I can tell you that this is a tough question to answer for the following reason.
There is a guy who who became a friend of mind who came into our office and trained with us. After about two weeks he bagged our training and traded nasdaq stocks and made a little money at first. Then he lost some. Then he bought 400 SCH and was down 50 cents. He went to lunch. Came back- down more. Finally closed it out after losing $20,000.00. plus.
Then he committed to our style. Profitable within two weeks. In January 2000, which was about his fourth month, he made $100,000.00 . During 2000 he made over $300,000.00. In 2001 by July, he gave back more than $100,000.00 and quit trading for a while. Does he go in to the positive trader column or not.
In 1999 and 2000 I believe that all of the traders in our office (10-15 traders) were profitable except about 3. (Two of those traders were not trained by us and did not trade our style so you might say all but one of the short term traders were profitable)
During 2001 we took on 5 or 6 new traders and only 2 to three of them are profitable, plus we lost the one trader mentioned above. So as a group this year we are only around 50% profitable for the year.

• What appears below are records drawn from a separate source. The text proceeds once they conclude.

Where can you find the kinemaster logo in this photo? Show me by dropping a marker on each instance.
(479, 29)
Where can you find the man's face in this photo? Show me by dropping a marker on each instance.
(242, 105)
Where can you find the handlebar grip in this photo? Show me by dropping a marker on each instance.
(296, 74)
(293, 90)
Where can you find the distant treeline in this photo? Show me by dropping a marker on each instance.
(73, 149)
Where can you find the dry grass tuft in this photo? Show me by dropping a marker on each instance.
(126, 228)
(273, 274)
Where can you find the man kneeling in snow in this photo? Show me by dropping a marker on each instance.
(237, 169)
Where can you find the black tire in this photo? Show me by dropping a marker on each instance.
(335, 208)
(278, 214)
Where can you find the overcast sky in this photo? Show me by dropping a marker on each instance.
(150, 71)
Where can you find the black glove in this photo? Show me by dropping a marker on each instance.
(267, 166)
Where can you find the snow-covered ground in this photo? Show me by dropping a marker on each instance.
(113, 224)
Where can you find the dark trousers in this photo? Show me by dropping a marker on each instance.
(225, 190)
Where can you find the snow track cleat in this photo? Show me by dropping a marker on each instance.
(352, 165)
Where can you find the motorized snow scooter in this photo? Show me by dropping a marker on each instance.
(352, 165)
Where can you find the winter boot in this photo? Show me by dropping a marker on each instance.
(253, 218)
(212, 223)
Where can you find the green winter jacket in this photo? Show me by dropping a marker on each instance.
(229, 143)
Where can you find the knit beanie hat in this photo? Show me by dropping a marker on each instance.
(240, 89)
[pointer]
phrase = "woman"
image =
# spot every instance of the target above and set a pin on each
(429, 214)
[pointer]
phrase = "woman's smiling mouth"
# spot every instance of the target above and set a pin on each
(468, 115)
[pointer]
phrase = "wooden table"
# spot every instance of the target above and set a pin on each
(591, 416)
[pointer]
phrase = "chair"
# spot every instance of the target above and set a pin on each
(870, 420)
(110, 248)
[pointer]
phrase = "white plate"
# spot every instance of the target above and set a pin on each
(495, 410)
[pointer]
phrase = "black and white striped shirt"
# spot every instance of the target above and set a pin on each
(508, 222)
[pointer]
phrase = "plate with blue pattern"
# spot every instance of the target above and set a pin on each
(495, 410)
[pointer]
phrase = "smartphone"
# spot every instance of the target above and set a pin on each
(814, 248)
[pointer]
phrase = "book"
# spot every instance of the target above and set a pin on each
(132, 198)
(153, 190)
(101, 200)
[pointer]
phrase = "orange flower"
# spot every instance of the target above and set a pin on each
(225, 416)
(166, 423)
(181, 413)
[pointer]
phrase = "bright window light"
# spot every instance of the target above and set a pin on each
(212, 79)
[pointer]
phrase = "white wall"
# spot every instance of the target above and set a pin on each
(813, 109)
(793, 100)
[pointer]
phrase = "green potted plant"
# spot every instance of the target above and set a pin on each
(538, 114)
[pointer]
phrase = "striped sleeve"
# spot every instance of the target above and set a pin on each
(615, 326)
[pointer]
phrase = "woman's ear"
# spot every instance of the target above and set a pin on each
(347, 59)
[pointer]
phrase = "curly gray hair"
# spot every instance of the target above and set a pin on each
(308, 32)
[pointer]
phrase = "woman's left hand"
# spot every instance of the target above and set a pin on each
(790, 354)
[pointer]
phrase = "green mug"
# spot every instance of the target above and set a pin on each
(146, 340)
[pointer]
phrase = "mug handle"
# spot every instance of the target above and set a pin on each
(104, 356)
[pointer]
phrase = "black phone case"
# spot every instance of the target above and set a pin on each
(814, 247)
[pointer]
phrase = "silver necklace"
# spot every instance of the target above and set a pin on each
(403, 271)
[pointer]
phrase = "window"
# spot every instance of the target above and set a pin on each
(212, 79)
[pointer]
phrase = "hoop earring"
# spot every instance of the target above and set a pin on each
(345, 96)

Those new traders were all backed with our money and unfortunately for us this fall was much tougher for short term trading NYSE stocks than previous falls. (They did not lose much capital, nevertheless we hate to lose any money at all)
I normally do not talk about this stuff and the lawyer in me wants to post the standard warning, in case this post creates problems. Trading is difficult, you could lose all your money. Past performance does not equal future performance and my firm does not solicit retail traders.